John Hattie’s meta-analysis of factors affecting student achievement does include ‘relative age within a class’ with a value of 0.45, meaning that it does have the potential to accelerate achievement. However, as it is number 96 on the list of influences, is this something to which we pay undue attention? There are other, stronger influences at play: notably, teacher estimates of achievement (1.62); collective teacher efficacy (1.57); self-reported grades (1.33); teacher credibility (0.9) and problem-solving teaching (0.61) being rated as higher contributory factors.
Likewise Sir Ken Robinson, in his seminal TED talk, highlighted the notion of the ‘Industrial Revolution’ model of schooling - the idea that pupils ‘manufactured’ between particular dates are packaged and then moved up each September. This is still with us, but is there an additional element, perhaps subconscious, where we still see those born towards the end of the time period as lacking in some way? Listening in staff rooms, it is less common to hear concerns expressed about the progress or development of autumn/winter-born children, whereas those born in the summer seem to attract an undue amount of attention.
As professionals, our own views and opinions about the children are important but we also have to be careful that we are not sowing the seeds of lifelong reasons for lack of attainment: “I was always told that I couldn’t do this/would do it more slowly/would do it later because I was born in the summer.” As we know from looking at each cohort of children that we teach, there are different skill sets that are not necessarily linked to the age of the child. Age and progress are not in linear correlation: there are many other factors at work in the background.
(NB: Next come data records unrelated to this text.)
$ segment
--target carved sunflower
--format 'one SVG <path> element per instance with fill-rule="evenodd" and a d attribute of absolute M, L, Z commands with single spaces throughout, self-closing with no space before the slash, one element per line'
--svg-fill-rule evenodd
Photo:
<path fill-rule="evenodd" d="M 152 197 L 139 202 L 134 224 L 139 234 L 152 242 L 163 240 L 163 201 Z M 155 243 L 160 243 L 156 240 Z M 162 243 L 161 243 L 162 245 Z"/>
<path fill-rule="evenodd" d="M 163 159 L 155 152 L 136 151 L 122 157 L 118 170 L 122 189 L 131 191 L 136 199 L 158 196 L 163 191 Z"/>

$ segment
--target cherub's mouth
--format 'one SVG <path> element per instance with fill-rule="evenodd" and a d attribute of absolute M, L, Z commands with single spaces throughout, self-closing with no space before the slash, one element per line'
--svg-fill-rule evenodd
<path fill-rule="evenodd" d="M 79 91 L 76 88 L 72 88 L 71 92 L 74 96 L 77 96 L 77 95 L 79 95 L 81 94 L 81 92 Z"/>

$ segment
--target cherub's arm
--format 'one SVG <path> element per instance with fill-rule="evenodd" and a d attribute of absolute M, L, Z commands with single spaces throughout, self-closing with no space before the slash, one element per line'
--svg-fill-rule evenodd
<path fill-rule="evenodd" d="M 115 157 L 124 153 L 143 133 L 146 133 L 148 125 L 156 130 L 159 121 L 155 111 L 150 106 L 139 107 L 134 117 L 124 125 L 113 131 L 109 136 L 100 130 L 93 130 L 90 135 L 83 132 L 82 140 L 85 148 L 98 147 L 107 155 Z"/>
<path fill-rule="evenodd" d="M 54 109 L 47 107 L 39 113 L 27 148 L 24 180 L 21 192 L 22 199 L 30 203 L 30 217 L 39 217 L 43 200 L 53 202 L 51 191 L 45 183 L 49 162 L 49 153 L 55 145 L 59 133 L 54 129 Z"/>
It is well-recognised that there are always differences in achievement levels, but there is still a feeling and acceptance that summer-born children should somehow be excused for lower achievement or poor behaviour because they were born later in the academic year. The reality is that some summer-born children are academically high-achieving; some are average; some are just not academic. The same applies to those born earlier in the year. It is worth considering whether parents excuse poor behaviour and a lack of academic success because their child was born in the summer. It is also worth reflecting on the messages that we, as an academic community are consciously and subconsciously giving back to them about this.